Unlike most other plugins, Pcap Sniffer features two log panes, the standard log, and the Log Detail Pane, which provides an in-depth, context-sensitive view of the packet selected in the Main Log Pane. It breaks down the entire protocol stack, such as Ethernet, IP, and UDP, displaying each header and its fields with clearly labeled values. It also presents the raw payload in both hexadecimal and ASCII formats, with color-coding that visually distinguishes protocol layers. This pane is essential for deep packet inspection, allowing users to verify exact field contents, troubleshoot communication issues, inspect for security concerns, or analyze the structure of custom or application-layer protocols at the byte level.

  1. Use the transmit pane to inject packets.

Packet templates are available for core protocols (with auto-calculation of checksums and all the other benefits of our packet templates).

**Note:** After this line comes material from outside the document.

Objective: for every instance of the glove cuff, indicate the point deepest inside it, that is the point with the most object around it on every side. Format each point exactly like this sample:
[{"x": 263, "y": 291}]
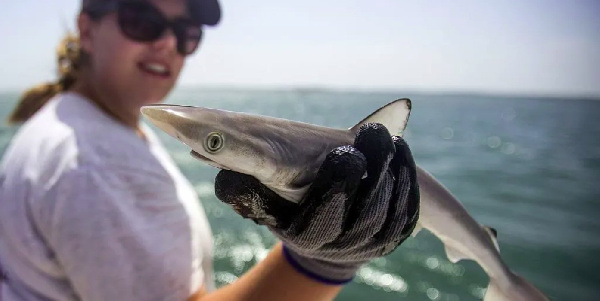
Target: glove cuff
[{"x": 326, "y": 272}]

_images/pcap-sniffer-inject.png

  1. Adjust settings as needed via the “Settings” button (see “Settings” section below for details).

Settings

_images/pcap-sniffer_settings.png

Setting

Description

Default

Device

The device to capture.

Promiscious mode

Promiscuous mode allows the capture of all packets on the network segment, regardless of their destination MAC address. This includes packets not addressed to the host machine, enabling comprehensive traffic analysis.

False

Capture filter

Term to filter with when capturing packets. For more information on pcap filters, please see the official documentation.

IP fragment limit

The maximum number of IP fragments. IP fragments refer to the pieces of a larger IP packet that has been broken up for transmission across a network. IP datagrams can be fragmented during transmission, and the Pcap Sniffer attempts to reassemble these fragments into complete packets. To do this, it maintains a database of observed fragments. However, if the network contains malformed or maliciously crafted fragments, the defragmentation process can be overwhelmed. To prevent this, the analyzer applies several sanity checks. For example, incomplete fragment chains are discarded after a timeout to avoid indefinite retention, and the number of fragments in a chain is limited—since it’s highly unlikely that a legitimate IP datagram would be split into more than a few parts. By enforcing these limits, the analyzer can effectively discard suspicious or malformed chains, making the defragmentation process more robust and secure in hostile network environments.

8

IP fragment timeout (ms)

The maximum delay between IP fragments.

10000

Snapshot size

Pcap (packet capture) snapshot size. The snapshot size is the maximum number of bytes per packet that the capture tool will store in the capture buffer.

65536

Kernel buffer size

Pcap (packet capture) kernel buffer size. Kernel buffer is a memory space allocated in the OS kernel to temporarily store packets that arrive on the network interface before they are handed over to an application. A value of 0 means that the system default is used, which could be different on Windows, Linux and Mac OS.

0

RX buffer size (B)

The full size of the incoming data (RX) buffer. Affects read throughput.

1048576

RX buffer full notifications

Toggle warnings in log about the incoming data (RX) buffer getting full.

False

View filter

Term to filter with when displaying packets. For more information on pcap filters, please see the official documentation.

Note

“Capture filter” filters what is captured, while “Pcap filter” filters the log after capturing. Only use “Capture filter” if you are sure that you will not later need the packets that you are filtering out. If you may need the packets later, capture everything and filter using the “View filter”.